Allerdings treten auch Experten auf - wie der tunesische Analyst Michaël Béchir Ayari bei der International Crisis Group -, die vor einer vorschnellen Zuweisung warnen. Die Konkurrenz zwischen den verschiedenen dschihadistischen Gruppen sei groß, sie rangeln sich gewissermaßen darum, das massenmörderische Attentat, das viel Medienaufmerksamkeit bekam, auf ihre Fahnen zu schreiben.

Das Format des Audio-Statements sei ungewöhnlich für den IS, so Ayari. Darüber hinaus es gebe noch andere Botschaften von anderen Gruppen, etwa von Ifrikiya al Alam, das mit der Katiba Okba Ibn Nafa verbunden sei, die im Westen Tunesiens, im Djebel Chambi, operieren. Beide halten wiederum enge Verbindungen zu al-Qaida im islamischen Magreb (AQIM). Von Ifrikiya al Alam stammen Nachrichten zum Attentat, wonach dieser eigentlich das Parlament im Visier hatte, die Attentäter aber schließlich doch befanden, dass Touristen "auch ein gutes Ziel" seien.

Auch im Bericht der New York Times wird darauf verwiesen, dass mehrere Gruppen Reklame mit dem Blutbad zu machen versuchen. Die Botschaft des islamischen Staates sei nach Informationen der Zeitung über "Afriqiyah Media" versendet worden. Dort werde viel Bildmaterial wiedergegeben, das aus anderen Medien zusammengekramt wurde, manche Behauptungen würden auch Aussagen von Augenzeugen und tunesischen Regierungsvertretern widersprechen.

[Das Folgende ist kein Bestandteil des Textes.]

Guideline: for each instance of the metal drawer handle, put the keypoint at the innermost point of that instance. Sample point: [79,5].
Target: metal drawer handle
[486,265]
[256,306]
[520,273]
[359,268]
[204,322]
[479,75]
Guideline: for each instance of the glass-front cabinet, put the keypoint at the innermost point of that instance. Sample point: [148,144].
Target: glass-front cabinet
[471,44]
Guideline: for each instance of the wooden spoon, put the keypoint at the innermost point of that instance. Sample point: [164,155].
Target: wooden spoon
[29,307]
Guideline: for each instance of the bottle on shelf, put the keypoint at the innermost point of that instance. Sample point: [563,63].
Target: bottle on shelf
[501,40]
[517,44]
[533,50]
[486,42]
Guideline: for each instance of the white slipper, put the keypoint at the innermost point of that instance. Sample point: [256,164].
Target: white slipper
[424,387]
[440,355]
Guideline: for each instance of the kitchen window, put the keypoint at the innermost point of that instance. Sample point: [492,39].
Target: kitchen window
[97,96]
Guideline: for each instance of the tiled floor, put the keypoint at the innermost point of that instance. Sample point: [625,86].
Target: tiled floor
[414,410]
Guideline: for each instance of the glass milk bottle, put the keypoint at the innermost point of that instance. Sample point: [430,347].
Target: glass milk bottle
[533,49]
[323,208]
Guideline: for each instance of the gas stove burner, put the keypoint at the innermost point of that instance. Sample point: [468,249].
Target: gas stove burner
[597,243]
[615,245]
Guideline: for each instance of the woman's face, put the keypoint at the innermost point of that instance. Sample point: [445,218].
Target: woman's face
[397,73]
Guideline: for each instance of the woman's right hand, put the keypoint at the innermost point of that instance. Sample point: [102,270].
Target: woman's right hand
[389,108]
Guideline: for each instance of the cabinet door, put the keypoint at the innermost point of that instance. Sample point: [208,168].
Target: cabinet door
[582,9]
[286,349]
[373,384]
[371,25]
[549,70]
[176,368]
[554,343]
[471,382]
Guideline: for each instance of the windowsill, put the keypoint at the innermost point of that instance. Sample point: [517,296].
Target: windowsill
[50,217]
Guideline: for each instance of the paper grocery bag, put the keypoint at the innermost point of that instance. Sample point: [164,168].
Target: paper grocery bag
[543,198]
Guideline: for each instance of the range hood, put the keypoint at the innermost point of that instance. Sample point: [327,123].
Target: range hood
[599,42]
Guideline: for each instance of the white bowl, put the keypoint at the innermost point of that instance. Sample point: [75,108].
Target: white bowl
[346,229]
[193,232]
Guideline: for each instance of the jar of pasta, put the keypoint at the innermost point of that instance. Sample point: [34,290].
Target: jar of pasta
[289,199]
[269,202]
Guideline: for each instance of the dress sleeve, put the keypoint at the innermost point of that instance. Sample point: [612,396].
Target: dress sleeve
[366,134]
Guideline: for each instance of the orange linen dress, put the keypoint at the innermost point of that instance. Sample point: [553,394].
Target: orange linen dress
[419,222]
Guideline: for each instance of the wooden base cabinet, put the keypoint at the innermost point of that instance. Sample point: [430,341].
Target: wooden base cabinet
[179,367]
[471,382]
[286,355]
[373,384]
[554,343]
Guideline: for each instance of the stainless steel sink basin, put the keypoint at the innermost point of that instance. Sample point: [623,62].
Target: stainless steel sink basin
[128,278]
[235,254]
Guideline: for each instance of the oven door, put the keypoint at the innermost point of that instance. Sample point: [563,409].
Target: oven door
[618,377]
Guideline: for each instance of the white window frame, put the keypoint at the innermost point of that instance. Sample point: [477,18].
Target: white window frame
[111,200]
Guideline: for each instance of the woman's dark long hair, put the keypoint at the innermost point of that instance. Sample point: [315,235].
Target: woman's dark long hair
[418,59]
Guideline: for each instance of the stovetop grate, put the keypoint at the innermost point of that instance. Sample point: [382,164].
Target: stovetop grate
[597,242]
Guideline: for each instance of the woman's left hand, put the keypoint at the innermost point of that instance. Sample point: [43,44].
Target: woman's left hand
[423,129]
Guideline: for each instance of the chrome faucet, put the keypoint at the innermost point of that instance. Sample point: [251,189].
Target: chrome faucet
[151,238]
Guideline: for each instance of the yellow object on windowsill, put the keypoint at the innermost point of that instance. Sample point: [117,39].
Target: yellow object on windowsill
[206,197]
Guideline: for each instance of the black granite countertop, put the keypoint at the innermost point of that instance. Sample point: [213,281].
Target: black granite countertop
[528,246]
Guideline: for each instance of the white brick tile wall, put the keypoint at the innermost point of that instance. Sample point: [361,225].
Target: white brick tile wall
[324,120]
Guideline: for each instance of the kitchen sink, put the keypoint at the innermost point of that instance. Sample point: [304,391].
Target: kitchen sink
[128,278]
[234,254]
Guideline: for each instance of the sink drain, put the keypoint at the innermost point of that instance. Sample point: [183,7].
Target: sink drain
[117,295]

Dies dürfte allerdings nicht für die Aussage gelten, die das Offensichtliche und das Bedrohliche auch dieses Anschlags kennzeichnen: Für den Anschlag auf das "Herz des Tyrannen" waren nur zwei Kalaschnikows, 4 Handgranaten und einige Kugeln nötig, zum Preis von etwa 4.000 tunesischen Dinar, umgerechnet nicht ganz 2.000 Euro. Man musste nicht einmal den aufwendigen Weg nach Libyen nehmen, um an die Waffen zukommen, sie seien auch in Tunesien zu erhalten.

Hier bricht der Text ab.